He contacted supervisors and product development managers in the U.S. and Europe who were working on 56 products ranging from syringes to pacemakers to X-ray and MRI machines. Through questionnaires and interviews, Davila gathered data on salary bonuses and evaluated new project managers’ performance on 10 measurements. These included whether they met product specifications, deadlines and budget goals, as well as the degree to which they fulfilled customer needs, created a business success and captured a new market.

Davila made the important discovery that the optimal bonus for maximizing managerial performance averaged at about 30 percent of a person’s annual salary. That number, however, was influenced by factors such as the complexity of the technology involved in the new product, the duration of the project and whether the product was completely new or merely a refinement of a previous version.
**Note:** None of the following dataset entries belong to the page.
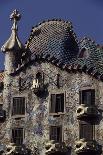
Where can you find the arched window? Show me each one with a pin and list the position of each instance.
(39, 77)
(58, 80)
(83, 53)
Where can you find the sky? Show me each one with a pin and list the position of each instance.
(86, 17)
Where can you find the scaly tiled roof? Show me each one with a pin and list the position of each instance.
(53, 39)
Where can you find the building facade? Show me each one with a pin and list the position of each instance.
(52, 100)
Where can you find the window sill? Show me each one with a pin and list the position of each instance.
(18, 116)
(58, 113)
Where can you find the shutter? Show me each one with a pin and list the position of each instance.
(92, 97)
(86, 131)
(53, 103)
(62, 102)
(80, 97)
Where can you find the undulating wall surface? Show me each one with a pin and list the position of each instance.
(38, 120)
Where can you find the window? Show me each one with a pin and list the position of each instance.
(18, 107)
(39, 78)
(58, 80)
(84, 53)
(17, 136)
(87, 97)
(56, 133)
(1, 86)
(57, 103)
(86, 130)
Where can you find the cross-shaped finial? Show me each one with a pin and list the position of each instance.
(15, 15)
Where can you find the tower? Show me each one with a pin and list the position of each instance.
(12, 49)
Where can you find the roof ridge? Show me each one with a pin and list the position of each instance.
(36, 27)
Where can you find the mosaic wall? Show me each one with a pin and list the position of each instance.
(37, 119)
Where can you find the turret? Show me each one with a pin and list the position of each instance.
(13, 47)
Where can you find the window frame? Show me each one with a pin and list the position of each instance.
(56, 93)
(82, 131)
(23, 134)
(61, 132)
(18, 115)
(81, 96)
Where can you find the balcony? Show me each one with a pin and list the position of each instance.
(17, 150)
(84, 111)
(55, 147)
(37, 87)
(2, 115)
(83, 146)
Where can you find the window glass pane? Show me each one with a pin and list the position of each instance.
(53, 103)
(86, 131)
(55, 133)
(18, 106)
(87, 97)
(17, 136)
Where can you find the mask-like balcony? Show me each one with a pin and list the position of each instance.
(17, 150)
(55, 147)
(2, 115)
(84, 111)
(83, 146)
(37, 87)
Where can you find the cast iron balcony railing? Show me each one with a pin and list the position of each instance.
(55, 147)
(84, 111)
(37, 87)
(2, 115)
(84, 146)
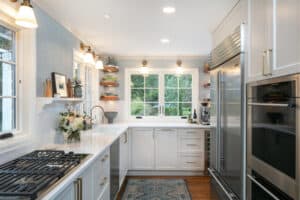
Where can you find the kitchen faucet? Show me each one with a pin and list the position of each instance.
(102, 109)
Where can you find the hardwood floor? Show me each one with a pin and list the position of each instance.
(199, 186)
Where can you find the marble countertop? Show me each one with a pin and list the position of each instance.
(93, 142)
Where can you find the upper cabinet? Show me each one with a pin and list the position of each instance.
(274, 38)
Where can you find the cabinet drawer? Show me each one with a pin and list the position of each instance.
(191, 145)
(192, 161)
(191, 133)
(142, 130)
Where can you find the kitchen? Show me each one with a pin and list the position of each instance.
(138, 100)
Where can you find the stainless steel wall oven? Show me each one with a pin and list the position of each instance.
(273, 138)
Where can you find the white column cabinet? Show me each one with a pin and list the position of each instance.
(274, 38)
(142, 149)
(124, 157)
(166, 149)
(286, 35)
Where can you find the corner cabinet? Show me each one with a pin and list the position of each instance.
(167, 149)
(92, 183)
(274, 38)
(142, 149)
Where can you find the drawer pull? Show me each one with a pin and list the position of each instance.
(191, 162)
(192, 145)
(191, 132)
(104, 181)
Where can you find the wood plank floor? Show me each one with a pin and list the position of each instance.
(199, 186)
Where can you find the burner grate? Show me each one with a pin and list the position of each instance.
(33, 172)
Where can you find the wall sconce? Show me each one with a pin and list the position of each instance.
(144, 69)
(25, 16)
(88, 56)
(99, 62)
(179, 69)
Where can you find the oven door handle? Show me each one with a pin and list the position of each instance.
(230, 196)
(262, 187)
(270, 104)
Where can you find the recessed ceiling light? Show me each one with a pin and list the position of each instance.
(107, 16)
(165, 41)
(169, 10)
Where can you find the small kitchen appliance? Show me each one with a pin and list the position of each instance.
(204, 113)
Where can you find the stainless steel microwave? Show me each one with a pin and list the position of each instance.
(273, 137)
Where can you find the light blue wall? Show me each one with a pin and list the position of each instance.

The study found that if a product is complex and involves a good deal of technological and market uncertainty, the optimal bonus for inspiring performance is less than 30 percent. “Instead of paying the manager a base of 70 percent of his salary, with the other 30 percent forthcoming only if he meets the project goals,” Davila explains, “the company might offer to pay a base of 90 percent and the other 10 percent upon goal attainment.”

The lower bonus in such cases involving risk provides new product managers with just enough incentive to inspire them in creative work, but not enough to tempt them to ignore innovation or quality considerations in their desperation to secure more money.

On the other hand, says Davila, if the project is relatively easy — requiring, for instance, just minor changes to an older product — then the optimal bonus can be even higher than 30 percent, and might be linked to performance factors such as achieving rapid time to market or producing a product with exceptional functionality. “You don’t want to make the mistake of offering too little a bonus on any given project, because then people won’t put effort into their work,” he said.

“The basic message of my study,” Davila concluded, “is that economic incentives do indeed provide a creative spur for new product development. Companies don’t have to ignore such incentives, but they don’t have to abuse them either.”